One of the moths which I left unidentified in my last post turns out to be another new species for my garden, the seventh this year. I asked for help on the marvellous Upper Thames Moths blog, apologising for being so dim about what looked like some commonplace sort of Rustic species, and the all-knowing expert in charge of that site, Dave Wilton, identified this as the only locally common Olive. Hooray.
I thought briefly that my other failure to identify was an eighth newcomer, a Cabbage moth. I was right in my suggestion but wrong to think that I had never had it here. I checked my list of species and discovered that I was visited by one in our first year here, 2013, and then a Cabbage Moth caterpillar appeared on florets of home-grown broccoli in our fridge four years later.
My latest favourite in the trap meanwhile has been this Beautiful China Mark micro, above, Nymphula nitidulata, a moth which flourishes near watercourses of which we have many, including the river Cherwell and the Oxford Canal.

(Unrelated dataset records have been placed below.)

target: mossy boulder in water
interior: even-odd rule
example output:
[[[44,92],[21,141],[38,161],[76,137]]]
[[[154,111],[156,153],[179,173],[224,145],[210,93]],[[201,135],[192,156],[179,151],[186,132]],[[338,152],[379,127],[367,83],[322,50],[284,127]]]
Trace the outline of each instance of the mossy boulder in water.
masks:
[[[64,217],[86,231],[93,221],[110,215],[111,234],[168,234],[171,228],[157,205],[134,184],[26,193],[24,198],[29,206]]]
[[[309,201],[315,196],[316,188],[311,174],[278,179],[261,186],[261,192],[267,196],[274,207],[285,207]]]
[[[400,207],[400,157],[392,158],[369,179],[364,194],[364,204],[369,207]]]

Other arrivals are shown above: Bloodvein, Angle Shades, Common or Lesser Common Rustic, Coronet, a Plume micro whose exact ID I must pursue, Chestnut, Burnished Brass form juncta, Green Carpet and Whitepoint. Meanwhile I enjoyed stalking my first Common Blue butterfly of the year in the UK along the canal towpath where it had taken a shine to a scrap of hosepipe.
It distracted me from getting a good picture of a water vole swimming across the canal with frantic urgency, a very dangerous moment if there had been a heron around. The best I could do with the camera was this blurry snap of it almost reaching safety, below.
And finally a sad photo of a wren mysteriously dead on our lawn. I'm glad to say, however, that our garden wren population is flourishing and they are constantly trying to find out where I hide the moths after inspecting the eggboxes in the morning.